This Article is From Dec 16, 2015

Outflow to Rise as Arab Sovereign Wealth Funds May Pull Out: Credit Suisse

Outflow to Rise as Arab Sovereign Wealth Funds May Pull Out: Credit Suisse
Mumbai: The sharp fall in crude prices, now at an 11-year low, is leading to withdrawal symptoms among sovereign wealth funds in the Arab world, which may hasten foreign capital outflows from the domestic market, Swiss brokerage Credit Suisse said on Tuesday.

"At these oil prices, the West Asian economies are struggling to manage their budgets. Every 2-3 months, they put in redemption requests to some of the largest funds and then they are forced to sell. That selling pressure is hitting us," managing director Neelkanth Mishra told reporters here.
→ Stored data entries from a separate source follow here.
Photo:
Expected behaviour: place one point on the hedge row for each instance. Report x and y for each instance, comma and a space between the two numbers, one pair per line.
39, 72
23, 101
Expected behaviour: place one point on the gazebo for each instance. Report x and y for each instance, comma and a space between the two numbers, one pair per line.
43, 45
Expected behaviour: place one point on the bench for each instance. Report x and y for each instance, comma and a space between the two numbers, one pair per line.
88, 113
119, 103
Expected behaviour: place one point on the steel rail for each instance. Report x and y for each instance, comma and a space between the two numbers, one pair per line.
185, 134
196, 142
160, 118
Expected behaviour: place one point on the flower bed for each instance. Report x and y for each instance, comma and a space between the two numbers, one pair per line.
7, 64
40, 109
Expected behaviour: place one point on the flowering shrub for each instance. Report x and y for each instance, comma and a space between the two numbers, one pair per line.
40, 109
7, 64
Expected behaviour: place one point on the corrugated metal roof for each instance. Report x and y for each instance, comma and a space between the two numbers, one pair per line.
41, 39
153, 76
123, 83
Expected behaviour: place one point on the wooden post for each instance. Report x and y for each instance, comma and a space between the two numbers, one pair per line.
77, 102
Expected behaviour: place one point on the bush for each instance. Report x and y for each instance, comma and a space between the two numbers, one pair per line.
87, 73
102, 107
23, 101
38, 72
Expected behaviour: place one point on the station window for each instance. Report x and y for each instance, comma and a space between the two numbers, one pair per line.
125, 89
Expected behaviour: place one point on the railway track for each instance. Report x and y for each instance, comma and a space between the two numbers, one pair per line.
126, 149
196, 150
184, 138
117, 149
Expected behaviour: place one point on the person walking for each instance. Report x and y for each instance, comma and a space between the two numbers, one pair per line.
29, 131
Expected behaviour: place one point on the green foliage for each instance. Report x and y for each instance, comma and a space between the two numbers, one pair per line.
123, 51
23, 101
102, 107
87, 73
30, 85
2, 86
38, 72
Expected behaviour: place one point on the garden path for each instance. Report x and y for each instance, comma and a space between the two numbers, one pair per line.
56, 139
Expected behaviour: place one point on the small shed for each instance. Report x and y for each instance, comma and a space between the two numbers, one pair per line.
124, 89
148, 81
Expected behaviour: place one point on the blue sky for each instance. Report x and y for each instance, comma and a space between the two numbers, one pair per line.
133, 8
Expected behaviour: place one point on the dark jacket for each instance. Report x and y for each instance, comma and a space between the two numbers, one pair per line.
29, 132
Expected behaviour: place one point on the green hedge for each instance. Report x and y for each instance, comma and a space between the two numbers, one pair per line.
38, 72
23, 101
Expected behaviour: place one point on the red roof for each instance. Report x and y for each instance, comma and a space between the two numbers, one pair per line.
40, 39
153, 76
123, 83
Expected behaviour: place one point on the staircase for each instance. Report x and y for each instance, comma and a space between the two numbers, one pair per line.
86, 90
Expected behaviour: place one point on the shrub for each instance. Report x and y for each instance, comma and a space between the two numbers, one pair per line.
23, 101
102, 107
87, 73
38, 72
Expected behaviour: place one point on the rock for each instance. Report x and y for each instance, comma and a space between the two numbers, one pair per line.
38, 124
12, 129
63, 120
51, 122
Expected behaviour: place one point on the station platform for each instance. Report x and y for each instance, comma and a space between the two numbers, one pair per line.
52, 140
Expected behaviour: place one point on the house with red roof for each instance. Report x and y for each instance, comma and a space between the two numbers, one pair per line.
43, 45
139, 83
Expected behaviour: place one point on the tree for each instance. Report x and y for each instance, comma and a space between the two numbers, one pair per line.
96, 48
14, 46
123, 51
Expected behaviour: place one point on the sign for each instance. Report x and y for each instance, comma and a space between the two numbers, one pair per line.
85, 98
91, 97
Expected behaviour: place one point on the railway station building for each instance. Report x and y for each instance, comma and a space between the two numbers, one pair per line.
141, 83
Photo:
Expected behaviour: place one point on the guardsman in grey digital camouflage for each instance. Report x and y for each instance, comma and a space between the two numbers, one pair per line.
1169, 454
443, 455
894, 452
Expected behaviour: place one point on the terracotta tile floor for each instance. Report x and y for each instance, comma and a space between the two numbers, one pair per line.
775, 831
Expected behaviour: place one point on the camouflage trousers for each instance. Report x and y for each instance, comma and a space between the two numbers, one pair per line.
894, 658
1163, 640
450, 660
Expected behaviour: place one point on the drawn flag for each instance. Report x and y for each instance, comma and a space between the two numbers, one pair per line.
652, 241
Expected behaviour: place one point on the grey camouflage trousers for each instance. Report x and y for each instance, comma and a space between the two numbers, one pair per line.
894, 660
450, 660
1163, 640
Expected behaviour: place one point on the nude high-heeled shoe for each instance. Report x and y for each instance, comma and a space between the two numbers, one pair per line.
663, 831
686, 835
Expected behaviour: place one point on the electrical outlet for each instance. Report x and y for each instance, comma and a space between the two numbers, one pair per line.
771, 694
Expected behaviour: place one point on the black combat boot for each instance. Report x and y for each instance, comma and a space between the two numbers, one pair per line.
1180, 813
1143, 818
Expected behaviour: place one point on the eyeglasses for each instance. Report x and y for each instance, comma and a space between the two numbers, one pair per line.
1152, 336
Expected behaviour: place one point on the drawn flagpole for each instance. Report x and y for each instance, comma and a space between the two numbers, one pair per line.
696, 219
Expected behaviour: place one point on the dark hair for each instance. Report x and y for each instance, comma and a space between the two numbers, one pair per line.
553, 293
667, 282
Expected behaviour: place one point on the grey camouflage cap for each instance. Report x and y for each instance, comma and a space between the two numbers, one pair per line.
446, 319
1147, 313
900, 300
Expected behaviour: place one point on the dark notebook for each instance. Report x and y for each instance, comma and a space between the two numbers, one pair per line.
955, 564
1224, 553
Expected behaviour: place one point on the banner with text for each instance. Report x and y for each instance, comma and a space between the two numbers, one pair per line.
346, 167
The redemptions may not be immediate after every fall in crude prices and each sovereign wealth fund will take a call based on the budgetary pressures a particular country faces, he further said.

According to Mr Mishra, such an eventuality will be bad for the domestic market, which has seen record pullouts by foreign investors in the past three months.

Stating that the outflows over the last three quarters have been worse than those in the wake of the 2008 global financial crisis, Mr Mishra said, "My fear is the outflows will continue if not accelerate from the current level."

Foreign funds have withdrawn over Rs 30,000 crore from the domestic market this fiscal year.

He felt that large-cap stocks will bear the brunt as foreign investors tend to pump much of their investment into such companies.

It can be noted that global crude oil prices have been on a downward trajectory as the world adopts newer alternatives, including shale gas and other renewables, and become more conscious of carbon emissions.

Oil is now trading at around $35 a barrel now, which brings cheer to oil net importers like India, which meets over 80 per cent of its oil needs from imports.

Meanwhile, amid concerns on the impact of the Seventh Pay Commission, Mr Mishra took a contrarian line, saying it presents a huge opportunity as consumption will get a leg up.

Rather than the recommended 23.55 per cent hike, the government may go in for a 27 per cent hike in wages for its employees, he said, adding the past increases have been higher than current recommendations.

The total impact for the Union and the state governments from the new wage bills will be Rs 4.5 lakh crore, but on a net basis, after deducting the money which it will collect through direct and indirect taxes, the impact will only be Rs 2.8 lakh crore.

Of this Rs 2.8 lakh crore, a bulk Rs 1.8 lakh crore will have to be borne by state governments, Mr Mishra said, adding that the states have the fiscal space to absorb the impact.

Additionally, the money it receives from the Centre as part of the 14th Finance Commission recommendations will also help, Mr Mishra added.

He is "underweight" on the banking and financial sector as the quantum of stressed assets is under-reported. Mr Mishra, however, said as the capex cycle comes back, there will be a spurt in credit growth and banks can see a surge of up to 13 per cent in advances as against the 8-9 per cent at present.